Eppure per ora tutto va sorprendentemente meglio del previsto. L’economia italiana sembrava in caduta con l’inizio della guerra, invece ha già acquisto un 3,4% di crescita solo nei primi sei mesi del 2022 dopo essere cresciuta del 6,6% nel 2021. Il mondo intero continua a guardare all’Italia come l’anello debole d’Europa, mentre l’Italia continua a tenere uno dei tassi di crescita più rapidi d’Europa: non solo nel prolungato rimbalzo che segue i lockdown, perché è dal primo trimestre del 2021 che l’economia e l’industria in particolare camminano oltre le medie europee.

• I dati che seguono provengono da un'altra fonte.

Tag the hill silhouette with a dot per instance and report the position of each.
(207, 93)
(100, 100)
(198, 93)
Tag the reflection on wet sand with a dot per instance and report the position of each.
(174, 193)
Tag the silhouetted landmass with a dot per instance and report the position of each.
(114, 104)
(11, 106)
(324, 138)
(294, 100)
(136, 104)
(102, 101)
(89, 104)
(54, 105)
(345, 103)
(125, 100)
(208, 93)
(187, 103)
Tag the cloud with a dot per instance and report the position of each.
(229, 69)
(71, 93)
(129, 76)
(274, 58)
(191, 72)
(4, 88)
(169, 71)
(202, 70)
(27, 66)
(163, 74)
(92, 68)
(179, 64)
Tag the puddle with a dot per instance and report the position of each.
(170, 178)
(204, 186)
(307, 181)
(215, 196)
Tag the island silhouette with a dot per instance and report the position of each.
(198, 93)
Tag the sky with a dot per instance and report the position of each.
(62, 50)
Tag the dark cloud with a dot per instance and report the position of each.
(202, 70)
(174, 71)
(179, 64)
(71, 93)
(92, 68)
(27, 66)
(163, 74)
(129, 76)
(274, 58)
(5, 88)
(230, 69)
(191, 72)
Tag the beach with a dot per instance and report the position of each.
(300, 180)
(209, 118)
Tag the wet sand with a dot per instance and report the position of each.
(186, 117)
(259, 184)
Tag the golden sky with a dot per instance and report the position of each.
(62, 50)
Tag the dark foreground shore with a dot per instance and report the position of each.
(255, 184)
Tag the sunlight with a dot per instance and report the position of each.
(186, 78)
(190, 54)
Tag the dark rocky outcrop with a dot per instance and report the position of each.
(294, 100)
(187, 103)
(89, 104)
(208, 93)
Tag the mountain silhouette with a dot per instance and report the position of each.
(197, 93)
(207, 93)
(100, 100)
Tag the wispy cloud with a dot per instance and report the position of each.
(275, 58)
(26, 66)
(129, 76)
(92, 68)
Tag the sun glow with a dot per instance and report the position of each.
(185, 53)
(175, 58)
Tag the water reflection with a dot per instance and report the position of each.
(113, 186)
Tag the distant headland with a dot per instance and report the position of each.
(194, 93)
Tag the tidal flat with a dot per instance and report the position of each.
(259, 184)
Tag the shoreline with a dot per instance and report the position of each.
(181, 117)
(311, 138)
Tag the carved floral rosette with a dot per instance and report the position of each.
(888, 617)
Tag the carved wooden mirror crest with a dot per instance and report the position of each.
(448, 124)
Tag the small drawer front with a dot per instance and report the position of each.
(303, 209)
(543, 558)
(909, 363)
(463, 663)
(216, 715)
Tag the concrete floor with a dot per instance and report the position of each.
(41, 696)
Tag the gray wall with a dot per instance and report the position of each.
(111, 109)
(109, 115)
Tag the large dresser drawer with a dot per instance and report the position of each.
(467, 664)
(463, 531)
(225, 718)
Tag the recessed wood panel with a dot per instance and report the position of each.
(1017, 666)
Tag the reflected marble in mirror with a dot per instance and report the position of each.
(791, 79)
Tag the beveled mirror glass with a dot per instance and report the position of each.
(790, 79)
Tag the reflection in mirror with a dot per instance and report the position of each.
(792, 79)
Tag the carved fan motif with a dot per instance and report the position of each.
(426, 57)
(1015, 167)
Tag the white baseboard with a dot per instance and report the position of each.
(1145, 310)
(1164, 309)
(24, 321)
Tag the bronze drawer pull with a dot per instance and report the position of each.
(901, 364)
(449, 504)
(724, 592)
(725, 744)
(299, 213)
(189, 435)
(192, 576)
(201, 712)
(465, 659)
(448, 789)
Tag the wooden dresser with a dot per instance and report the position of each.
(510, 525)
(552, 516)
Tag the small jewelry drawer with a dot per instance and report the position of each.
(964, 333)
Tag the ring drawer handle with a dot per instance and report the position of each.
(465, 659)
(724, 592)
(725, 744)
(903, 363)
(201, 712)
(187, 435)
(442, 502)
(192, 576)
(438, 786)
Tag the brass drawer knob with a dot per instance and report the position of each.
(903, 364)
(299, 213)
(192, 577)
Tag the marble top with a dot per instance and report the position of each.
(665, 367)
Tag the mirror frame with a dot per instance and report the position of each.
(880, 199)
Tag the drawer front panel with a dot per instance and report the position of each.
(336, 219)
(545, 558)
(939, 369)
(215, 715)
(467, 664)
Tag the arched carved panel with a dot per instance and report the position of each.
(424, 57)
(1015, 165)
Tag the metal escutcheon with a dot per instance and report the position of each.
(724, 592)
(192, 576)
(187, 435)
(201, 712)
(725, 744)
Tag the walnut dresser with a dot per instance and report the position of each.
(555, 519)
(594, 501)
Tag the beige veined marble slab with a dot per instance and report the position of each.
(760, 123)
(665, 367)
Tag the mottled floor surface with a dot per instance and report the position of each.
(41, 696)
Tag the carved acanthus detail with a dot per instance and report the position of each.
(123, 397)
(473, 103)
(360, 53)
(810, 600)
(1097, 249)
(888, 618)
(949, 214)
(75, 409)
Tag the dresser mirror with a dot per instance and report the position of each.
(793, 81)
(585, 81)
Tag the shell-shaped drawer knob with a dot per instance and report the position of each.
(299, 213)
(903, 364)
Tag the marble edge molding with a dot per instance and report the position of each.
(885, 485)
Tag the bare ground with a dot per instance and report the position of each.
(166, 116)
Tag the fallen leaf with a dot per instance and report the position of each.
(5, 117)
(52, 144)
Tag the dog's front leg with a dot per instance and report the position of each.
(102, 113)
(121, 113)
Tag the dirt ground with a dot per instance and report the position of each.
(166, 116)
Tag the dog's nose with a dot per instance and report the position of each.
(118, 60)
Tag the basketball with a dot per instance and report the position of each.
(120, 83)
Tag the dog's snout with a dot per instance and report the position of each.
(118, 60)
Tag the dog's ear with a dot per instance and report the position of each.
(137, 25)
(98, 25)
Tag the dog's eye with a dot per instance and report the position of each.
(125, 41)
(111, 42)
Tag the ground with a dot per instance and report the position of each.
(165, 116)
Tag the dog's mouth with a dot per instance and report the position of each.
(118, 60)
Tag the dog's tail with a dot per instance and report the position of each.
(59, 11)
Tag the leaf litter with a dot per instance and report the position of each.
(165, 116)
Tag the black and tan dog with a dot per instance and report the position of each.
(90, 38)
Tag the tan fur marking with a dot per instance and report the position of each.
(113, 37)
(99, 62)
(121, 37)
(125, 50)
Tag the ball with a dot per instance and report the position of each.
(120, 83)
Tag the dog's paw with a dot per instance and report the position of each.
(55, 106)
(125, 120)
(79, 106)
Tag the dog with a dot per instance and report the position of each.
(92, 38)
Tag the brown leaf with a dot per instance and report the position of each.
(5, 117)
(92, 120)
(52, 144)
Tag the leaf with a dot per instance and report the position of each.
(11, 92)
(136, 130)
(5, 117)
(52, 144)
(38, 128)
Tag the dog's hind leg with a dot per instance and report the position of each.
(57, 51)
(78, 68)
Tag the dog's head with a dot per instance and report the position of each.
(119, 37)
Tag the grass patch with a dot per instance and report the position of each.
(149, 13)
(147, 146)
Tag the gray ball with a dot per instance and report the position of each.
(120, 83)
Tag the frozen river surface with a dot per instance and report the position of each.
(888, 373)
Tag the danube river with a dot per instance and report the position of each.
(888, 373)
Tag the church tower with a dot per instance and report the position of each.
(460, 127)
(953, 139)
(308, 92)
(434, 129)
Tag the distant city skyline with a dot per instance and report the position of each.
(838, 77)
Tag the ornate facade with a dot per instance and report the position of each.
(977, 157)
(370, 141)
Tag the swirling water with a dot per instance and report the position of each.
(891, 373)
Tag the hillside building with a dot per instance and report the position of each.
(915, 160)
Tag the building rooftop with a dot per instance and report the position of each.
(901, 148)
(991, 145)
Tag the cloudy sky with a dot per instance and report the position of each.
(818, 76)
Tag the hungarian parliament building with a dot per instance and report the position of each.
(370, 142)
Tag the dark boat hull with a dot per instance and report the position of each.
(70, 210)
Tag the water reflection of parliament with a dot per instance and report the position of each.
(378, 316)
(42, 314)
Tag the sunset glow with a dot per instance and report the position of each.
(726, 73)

Persino la finanza pubblica, il solito tallone d’Achille, ha due volti. Il debito pubblico è molto più alto di due o tre anni fa e per la prima volta il premio al rischio (lo spread) sui titoli italiani viaggia stabilmente sopra quello della Grecia, data la nebbia fitta attorno a ciò che scaturirà dalle elezioni. Eppure nel 2021 il governo ha chiuso il deficit di ben quattro punti e mezzo di prodotto lordo (Pil) meglio di quanto aveva promesso, pur avendo speso decine di miliardi di euro in corso d’anno in aiuti a famiglie e imprese. E nel 2022 chiuderà con un debito ben sotto al 147% annunciato, di nuovo dopo aver speso 19 miliardi netti più altri 12 netti in arrivo sempre in corso d’anno (anche perché il fabbisogno à metà anno è dimezzato rispetto a dodici mesi fa). Quanto all’export, a giugno è di oltre un quinto sopra ai livelli del 2021: eppure la bilancia degli scambi con l’estero del Paese è caduta in rosso per la prima volta da oltre un decennio a causa di una bolletta energetica rincarata di ben ottanta di miliardi all’anno.